Royal Bank of Canada and Canadian Imperial Bank of Commerce launched their covered bond programs under the new covered bond framework in Canada, according to a press release from the Canada Mortgage and Housing Corporation (CMHC).

The framework, enacted in December 2012, restricts the assets that can be used to collateralize  covered bonds to uninsured residential mortgages. Covered bonds secured by insured residential mortgages can no longer be issued.

According to Standard & Poor’s, RBC’s new program is an amended version of its previous program since it already benefited from the fact that it was the only Canadian bank to issue only non-insured collateral to include in covered pools.
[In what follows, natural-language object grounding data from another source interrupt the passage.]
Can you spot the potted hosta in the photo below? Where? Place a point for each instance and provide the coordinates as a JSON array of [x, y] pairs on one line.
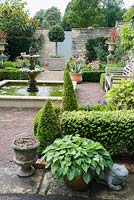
[[76, 160], [25, 155], [75, 72]]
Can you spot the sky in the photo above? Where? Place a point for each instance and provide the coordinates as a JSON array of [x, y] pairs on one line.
[[35, 5]]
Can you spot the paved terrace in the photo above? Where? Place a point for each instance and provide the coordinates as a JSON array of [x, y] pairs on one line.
[[15, 123]]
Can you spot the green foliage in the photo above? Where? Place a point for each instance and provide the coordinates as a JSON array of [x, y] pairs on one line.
[[113, 129], [16, 45], [102, 80], [15, 20], [48, 126], [92, 76], [69, 100], [56, 34], [101, 106], [8, 65], [96, 49], [121, 95], [49, 17], [84, 14], [127, 17], [127, 36], [12, 74], [56, 108], [73, 156]]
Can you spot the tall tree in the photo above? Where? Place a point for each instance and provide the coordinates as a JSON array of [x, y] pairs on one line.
[[15, 20], [48, 17], [86, 13], [83, 13]]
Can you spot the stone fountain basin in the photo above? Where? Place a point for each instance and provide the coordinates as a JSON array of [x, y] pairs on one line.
[[26, 101]]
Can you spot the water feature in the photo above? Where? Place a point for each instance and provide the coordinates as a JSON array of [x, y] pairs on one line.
[[45, 89]]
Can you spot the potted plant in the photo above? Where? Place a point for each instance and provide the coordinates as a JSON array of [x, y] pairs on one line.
[[76, 160], [25, 155], [75, 72]]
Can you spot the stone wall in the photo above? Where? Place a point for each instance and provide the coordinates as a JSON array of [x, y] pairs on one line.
[[48, 47], [79, 37]]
CIBC has set up a new program.

“Having met the requirements of the program, CIBC and RBC are now in a position to issue the first covered bonds under the framework,” said Douglas Stewart, interim President and CEO of CMHC. “We expect that other issuers will soon have registered programs in place.”
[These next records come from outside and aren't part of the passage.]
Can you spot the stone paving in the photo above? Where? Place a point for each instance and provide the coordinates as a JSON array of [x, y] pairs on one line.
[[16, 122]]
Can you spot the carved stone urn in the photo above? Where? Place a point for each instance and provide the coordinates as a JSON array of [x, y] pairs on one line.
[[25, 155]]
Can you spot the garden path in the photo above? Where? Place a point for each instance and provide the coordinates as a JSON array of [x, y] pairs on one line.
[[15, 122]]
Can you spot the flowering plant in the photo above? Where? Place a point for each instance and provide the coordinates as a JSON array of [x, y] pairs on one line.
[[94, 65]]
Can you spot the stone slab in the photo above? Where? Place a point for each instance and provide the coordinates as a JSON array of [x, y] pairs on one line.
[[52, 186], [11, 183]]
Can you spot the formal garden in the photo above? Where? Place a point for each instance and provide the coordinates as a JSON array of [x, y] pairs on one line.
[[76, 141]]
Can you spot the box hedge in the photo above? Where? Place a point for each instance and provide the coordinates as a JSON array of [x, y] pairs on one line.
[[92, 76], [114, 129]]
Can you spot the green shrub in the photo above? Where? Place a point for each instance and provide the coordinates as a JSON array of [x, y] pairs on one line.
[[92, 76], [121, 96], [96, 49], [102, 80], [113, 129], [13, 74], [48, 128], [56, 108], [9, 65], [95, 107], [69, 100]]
In a report today, Bank of America Merrill Lynch said that as Canadian issuers launch new covered programs, issuance volumes are likely to pick up again during the second half of 2013. Canada has seen no issuance this year.

However “new issuance might be less buoyant than in the past,” said analysts because of the later timing of when these programs come to market; the softening in the mortgage lending market; collateral management that limit issuance.